State Street SPDR Portfolio Short Term Treasury ETF (SPTS) seeks to track the Bloomberg 1-3 Year U.S. Treasury Index, which measures the performance of U.S. Treasury securities with remaining maturities between 1-3 years. This fixed income ETF provides exposure to high-quality government bonds with lower interest rate sensitivity than longer-duration Treasury funds.
How It Works
SPTS uses a passively managed, market-value-weighted approach that holds U.S. Treasury bills, notes, and bonds with 1-3 year maturities. The fund maintains its target duration range through systematic buying and selling as bonds approach maturity or exceed the 3-year threshold. Holdings are rebalanced monthly to maintain index alignment.

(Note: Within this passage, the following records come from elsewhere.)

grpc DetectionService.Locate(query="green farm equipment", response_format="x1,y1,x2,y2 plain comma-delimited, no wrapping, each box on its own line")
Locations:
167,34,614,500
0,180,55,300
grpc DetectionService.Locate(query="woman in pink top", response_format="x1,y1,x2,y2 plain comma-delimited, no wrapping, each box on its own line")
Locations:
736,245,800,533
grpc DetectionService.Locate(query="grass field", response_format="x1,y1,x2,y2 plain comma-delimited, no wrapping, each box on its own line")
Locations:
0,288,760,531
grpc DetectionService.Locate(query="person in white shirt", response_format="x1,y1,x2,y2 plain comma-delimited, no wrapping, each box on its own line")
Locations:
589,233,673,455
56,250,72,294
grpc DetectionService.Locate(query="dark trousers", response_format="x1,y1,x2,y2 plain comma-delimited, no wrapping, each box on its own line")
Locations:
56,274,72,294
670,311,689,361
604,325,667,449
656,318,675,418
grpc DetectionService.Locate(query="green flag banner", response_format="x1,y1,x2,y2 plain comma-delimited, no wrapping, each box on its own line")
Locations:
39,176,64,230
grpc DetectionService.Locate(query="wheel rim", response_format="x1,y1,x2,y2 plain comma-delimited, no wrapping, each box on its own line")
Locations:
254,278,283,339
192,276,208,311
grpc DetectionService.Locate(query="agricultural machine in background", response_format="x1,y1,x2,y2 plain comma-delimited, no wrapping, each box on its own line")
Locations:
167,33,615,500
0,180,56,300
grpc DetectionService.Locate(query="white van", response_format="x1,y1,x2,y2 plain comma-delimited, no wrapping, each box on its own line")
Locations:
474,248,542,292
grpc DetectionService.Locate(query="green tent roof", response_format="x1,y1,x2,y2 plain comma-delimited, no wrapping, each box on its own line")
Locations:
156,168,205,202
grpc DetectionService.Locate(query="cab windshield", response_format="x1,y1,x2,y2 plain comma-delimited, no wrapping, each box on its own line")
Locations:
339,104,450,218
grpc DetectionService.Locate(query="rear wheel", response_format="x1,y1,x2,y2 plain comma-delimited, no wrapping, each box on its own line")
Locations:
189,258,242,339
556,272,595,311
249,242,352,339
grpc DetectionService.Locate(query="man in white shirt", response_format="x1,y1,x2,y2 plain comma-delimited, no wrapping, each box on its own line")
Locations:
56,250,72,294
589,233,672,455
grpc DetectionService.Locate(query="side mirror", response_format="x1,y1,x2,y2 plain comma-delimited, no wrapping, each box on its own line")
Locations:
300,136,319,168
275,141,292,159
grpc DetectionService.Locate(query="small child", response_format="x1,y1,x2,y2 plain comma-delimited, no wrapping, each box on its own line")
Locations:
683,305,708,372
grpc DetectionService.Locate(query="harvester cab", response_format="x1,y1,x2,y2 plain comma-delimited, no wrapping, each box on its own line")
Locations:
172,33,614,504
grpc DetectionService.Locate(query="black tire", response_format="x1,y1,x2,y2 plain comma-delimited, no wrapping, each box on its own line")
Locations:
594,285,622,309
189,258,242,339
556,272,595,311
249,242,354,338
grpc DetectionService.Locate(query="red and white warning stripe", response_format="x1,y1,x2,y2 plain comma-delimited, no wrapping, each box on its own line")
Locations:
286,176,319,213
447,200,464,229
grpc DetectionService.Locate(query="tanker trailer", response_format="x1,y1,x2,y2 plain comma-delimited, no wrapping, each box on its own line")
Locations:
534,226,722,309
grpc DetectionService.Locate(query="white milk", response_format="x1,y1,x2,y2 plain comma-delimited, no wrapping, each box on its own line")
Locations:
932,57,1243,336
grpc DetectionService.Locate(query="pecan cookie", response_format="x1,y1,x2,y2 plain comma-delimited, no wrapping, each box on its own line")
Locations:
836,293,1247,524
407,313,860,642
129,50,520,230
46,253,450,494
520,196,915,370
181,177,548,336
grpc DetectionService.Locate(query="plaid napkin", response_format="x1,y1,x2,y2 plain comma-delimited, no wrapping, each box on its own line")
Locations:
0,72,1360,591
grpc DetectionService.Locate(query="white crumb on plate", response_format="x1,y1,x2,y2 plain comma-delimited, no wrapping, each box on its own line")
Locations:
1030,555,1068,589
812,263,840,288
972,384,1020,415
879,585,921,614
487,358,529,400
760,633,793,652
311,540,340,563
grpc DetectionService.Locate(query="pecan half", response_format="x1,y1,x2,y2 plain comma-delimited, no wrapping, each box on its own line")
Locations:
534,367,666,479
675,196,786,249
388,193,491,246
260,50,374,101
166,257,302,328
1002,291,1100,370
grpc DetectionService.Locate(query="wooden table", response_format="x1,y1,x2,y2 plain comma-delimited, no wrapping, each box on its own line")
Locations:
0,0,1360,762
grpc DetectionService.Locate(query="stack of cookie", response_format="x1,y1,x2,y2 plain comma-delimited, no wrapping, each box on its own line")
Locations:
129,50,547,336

The portfolio typically contains 15-25 individual Treasury securities, with newer issues receiving higher allocations based on outstanding debt amounts.
Key Features
- Zero expense ratio makes it one of the lowest-cost Treasury ETFs available, keeping more yield for investors
- Short duration of approximately 2 years provides lower volatility than intermediate or long-term Treasury funds
- 3.35% dividend yield offers attractive income with quarterly distributions from Treasury interest payments
Risks
- This ETF can lose value if interest rates rise rapidly, though losses are limited by short 1-3 year duration exposure
- Inflation risk can erode real returns if Treasury yields fail to keep pace with rising consumer prices over time
- Reinvestment risk occurs when bonds mature in low-rate environments, forcing reinvestment at lower yields and reducing future income
Who Should Own This
Best suited for conservative investors with 1-5 year time horizons seeking capital preservation with modest income. Low risk tolerance required as Treasury bonds provide stability with minimal credit risk. Works well as a defensive allocation (10-30% of portfolio) during market uncertainty or as a cash alternative for emergency funds.